A segunda grande crise do governo Michel Temer (MDB), provocada pela greve dos caminhoneiros nos últimos dias de maio, trouxe impactos mais graves para a economia do que o primeiro grande momento de tensão, causado pela delação de executivos da JBS, em maio passado. Com a nova turbulência, que ocorre em meio à piora do cenário externo e às vésperas da corrida eleitoral mais incerta da redemocratização, voltam a emergir dúvidas sobre o que será do futuro do país, passadas as eleições, e quais erros nos trouxeram até aqui.

Para responder a essas e outras questões, o Valor ouviu economistas com perspectivas diversas, como Renato Fragelli, da Escola de Pós-Graduação em Economia da Fundação Getulio Vargas (EPGE-FGV); Luiz Gonzaga Belluzzo, doutor em economia pela Unicamp; e Simão Silber, da FEA-USP. 

Na perspectiva de Silber, o risco de o país mergulhar novamente numa recessão é pequeno e a economia tende a continuar se recuperando, ainda que a passos lentos. Segundo o economista, a situação vivida pelo país hoje tem origem em erros que começaram nos governos militares e não podem ser imputados a Temer, cuja administração tem resultado líquido positivo, apesar das inegáveis "barbeiragens".

O professor da USP avalia 2018 como um ano de "desaceleração com relação às expectativas", onde um crescimento entre 1% e 2% da economia parece razoável. Para 2019, Silber acredita que um avanço de 3% do Produto Interno Bruto (PIB) é possível, desde que eleita uma gestão capaz de negociar com o Congresso o ajuste de contas necessário. Mas os nomes que hoje lideram as intenções de voto tornam essa perspectiva duvidosa e pode vir pela frente mais baixo dinamismo no crescimento econômico e volatilidade. 

"O risco [de nova recessão] é pequeno, mas em economia temos uma frase lapidar que é 'nunca diga nunca'", afirma Silber. Segundo ele, a possibilidade de a economia voltar a encolher, após o breve respiro recente, aconteceria num caso extremo de desconfiança com relação ao país, em função de uma combinação de condições econômicas "totalmente deterioradas", condições políticas também nebulosas, com um Banco Central que não tivesse condições de intervir de maneira adequada a um ataque especulativo de grandes proporções, com consequente "overshooting" da taxa de câmbio. "Essa probabilidade existe, mas é um efeito de cauda, muito difícil de ocorrer", afirma. 

Assim, o cenário mais provável é de continuidade da lenta recuperação. "Como estamos vindo de uma base muito pequena, após a economia passar por uma recessão brutal, a recuperação está vindo, não da forma como se imaginava há seis meses, pois ocorreram eventos políticos que mudaram as expectativas", diz, citando as denúncias do ex-procurador-geral da República Rodrigo Janot contra Temer, e a recente greve dos caminhoneiros como exemplos. "Esta é a segunda morte de Temer", avalia. 

Para Silber, apesar das incertezas, o quadro eleitoral este ano não provoca tanto temor quanto aquele de 2002, primeira eleição do petista Luiz Inácio Lula da Silva.
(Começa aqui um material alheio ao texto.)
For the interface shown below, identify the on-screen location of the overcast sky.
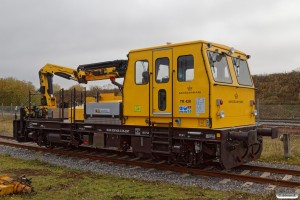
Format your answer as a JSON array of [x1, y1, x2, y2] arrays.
[[1, 0, 300, 89]]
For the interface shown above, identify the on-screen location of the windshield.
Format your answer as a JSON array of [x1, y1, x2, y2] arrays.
[[232, 57, 252, 86], [207, 51, 232, 83]]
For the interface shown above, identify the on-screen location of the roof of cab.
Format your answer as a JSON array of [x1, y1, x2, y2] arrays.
[[129, 39, 246, 55]]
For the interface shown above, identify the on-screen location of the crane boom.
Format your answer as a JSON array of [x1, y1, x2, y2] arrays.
[[77, 60, 127, 83], [39, 60, 128, 109]]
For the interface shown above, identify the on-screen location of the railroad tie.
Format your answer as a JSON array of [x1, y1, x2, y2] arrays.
[[107, 154, 118, 158], [155, 160, 166, 164], [130, 157, 141, 161], [203, 166, 214, 170], [78, 158, 90, 163], [282, 175, 293, 181], [165, 170, 173, 175], [57, 155, 68, 159], [181, 173, 191, 178], [119, 155, 129, 159], [146, 168, 155, 173], [260, 172, 271, 178], [129, 166, 141, 170], [240, 170, 250, 175], [219, 178, 231, 184], [241, 182, 253, 187], [87, 152, 98, 155], [265, 185, 276, 190], [221, 169, 230, 173]]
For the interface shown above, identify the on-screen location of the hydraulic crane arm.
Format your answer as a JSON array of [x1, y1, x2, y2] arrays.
[[39, 64, 78, 108], [77, 60, 128, 83], [38, 60, 128, 109]]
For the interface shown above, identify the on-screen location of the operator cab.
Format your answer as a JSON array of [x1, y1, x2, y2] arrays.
[[123, 40, 256, 129]]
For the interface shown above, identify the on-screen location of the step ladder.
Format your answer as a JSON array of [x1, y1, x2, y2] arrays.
[[151, 122, 172, 155]]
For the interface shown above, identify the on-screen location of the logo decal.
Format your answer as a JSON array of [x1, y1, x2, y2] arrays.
[[234, 92, 238, 99], [179, 106, 192, 113], [134, 105, 141, 112]]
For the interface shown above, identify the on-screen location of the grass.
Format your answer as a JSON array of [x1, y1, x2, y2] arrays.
[[0, 155, 276, 200], [259, 128, 300, 166], [0, 116, 14, 133]]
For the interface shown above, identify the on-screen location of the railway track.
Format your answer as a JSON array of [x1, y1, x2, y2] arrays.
[[0, 135, 299, 189], [238, 164, 300, 176], [257, 119, 300, 127], [0, 135, 14, 140]]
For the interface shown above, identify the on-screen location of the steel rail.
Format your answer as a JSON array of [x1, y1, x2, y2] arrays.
[[238, 165, 300, 176], [0, 135, 14, 140]]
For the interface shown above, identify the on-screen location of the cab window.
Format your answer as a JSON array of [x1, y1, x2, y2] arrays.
[[232, 57, 253, 86], [155, 58, 169, 83], [135, 60, 149, 85], [207, 51, 232, 83], [177, 55, 194, 82]]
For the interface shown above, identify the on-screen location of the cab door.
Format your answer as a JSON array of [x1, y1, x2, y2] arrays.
[[151, 49, 173, 122]]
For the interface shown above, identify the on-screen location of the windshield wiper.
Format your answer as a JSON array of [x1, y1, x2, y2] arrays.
[[208, 52, 216, 73]]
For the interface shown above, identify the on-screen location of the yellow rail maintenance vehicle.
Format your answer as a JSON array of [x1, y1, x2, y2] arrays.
[[13, 40, 277, 169]]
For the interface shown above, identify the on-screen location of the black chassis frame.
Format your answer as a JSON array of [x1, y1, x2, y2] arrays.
[[14, 118, 262, 169]]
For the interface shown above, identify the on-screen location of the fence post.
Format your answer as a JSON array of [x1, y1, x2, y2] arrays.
[[282, 133, 291, 159]]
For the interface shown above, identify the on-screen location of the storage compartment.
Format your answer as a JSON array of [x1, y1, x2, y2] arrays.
[[131, 136, 151, 153], [105, 135, 130, 151], [85, 102, 121, 118], [105, 134, 121, 149], [93, 133, 105, 148]]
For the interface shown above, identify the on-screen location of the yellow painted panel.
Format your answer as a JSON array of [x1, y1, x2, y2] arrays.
[[201, 43, 255, 129], [151, 48, 173, 123], [125, 116, 149, 126], [210, 86, 256, 128], [68, 106, 84, 121], [172, 43, 210, 128], [123, 50, 152, 124]]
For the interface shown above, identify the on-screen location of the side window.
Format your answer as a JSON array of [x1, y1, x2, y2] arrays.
[[158, 89, 166, 111], [135, 60, 149, 85], [155, 58, 169, 83], [207, 51, 232, 83], [177, 55, 194, 82]]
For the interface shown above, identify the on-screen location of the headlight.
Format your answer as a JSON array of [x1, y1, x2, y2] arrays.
[[219, 111, 225, 118], [252, 110, 258, 116]]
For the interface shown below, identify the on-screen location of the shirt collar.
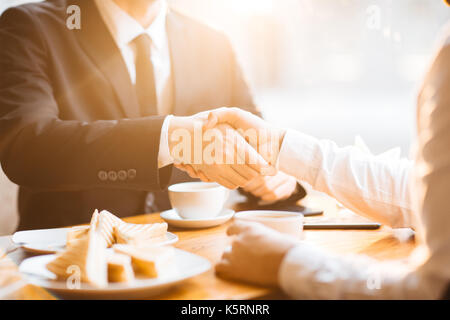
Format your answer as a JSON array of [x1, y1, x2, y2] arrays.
[[96, 0, 168, 52]]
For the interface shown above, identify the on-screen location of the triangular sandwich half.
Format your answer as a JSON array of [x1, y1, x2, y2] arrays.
[[115, 222, 168, 246], [46, 212, 108, 287]]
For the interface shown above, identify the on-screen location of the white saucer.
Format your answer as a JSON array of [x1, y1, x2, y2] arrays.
[[160, 209, 235, 229], [13, 228, 178, 254]]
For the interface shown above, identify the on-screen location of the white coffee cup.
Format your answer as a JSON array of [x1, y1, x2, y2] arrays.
[[168, 182, 230, 219], [234, 210, 303, 238]]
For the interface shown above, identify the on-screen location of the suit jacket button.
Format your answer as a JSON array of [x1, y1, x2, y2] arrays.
[[118, 170, 127, 181], [108, 171, 118, 181], [127, 169, 137, 179], [98, 170, 108, 181]]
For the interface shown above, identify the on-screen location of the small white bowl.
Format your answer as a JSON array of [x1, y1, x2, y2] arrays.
[[234, 210, 303, 238], [168, 182, 230, 219]]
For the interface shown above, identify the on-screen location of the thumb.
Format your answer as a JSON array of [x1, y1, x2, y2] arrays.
[[204, 112, 218, 130], [246, 145, 277, 176], [233, 130, 277, 176]]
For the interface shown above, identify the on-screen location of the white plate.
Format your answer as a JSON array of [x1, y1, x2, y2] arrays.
[[0, 279, 27, 300], [13, 228, 178, 254], [160, 208, 234, 229], [19, 249, 211, 299]]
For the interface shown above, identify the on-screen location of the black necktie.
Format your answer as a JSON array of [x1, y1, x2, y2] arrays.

Naquele ano, foi a primeira vez na história da redemocratização que um presidente de esquerda chegava ao poder, lembra. "Não me parece que haja hoje um candidato que tenha na sua cartilha a ideia de fazer uma moratória de dívida do governo nesse momento", afirma, lembrando que à época, Lula lançou a "Carta ao Povo Brasileiro", para acalmar o mercado quanto a essa possibilidade, o que seria impensável para candidatos atuais. 

Na visão do economista, como já demonstrado na pesquisa Datafolha divulgada domingo, as turbulências recentes devem ter pouco efeito sobre a eleição. "A partir desta semana ninguém mais vai estar preocupado com isso, vai estar preocupado se o Brasil chega na final [da Copa] e todas essas coisas perdem importância", avalia. Silber acredita que os indecisos devem começar a diminuir a partir de julho.

Para o país voltar a uma rota de crescimento sustentável, mais do que a reforma da Previdência, é necessário um programa ambicioso de investimentos, capitaneado pelo setor privado a partir de um plano de privatizações, redução dos monopólios, concessões e parcerias, acredita. "O grande desafio do Brasil é, ao invés de crescer 2%, crescer 5%, e o que falta para isso é planejamento estratégico, definir as prioridades, com apoio da população e do Congresso", conclui.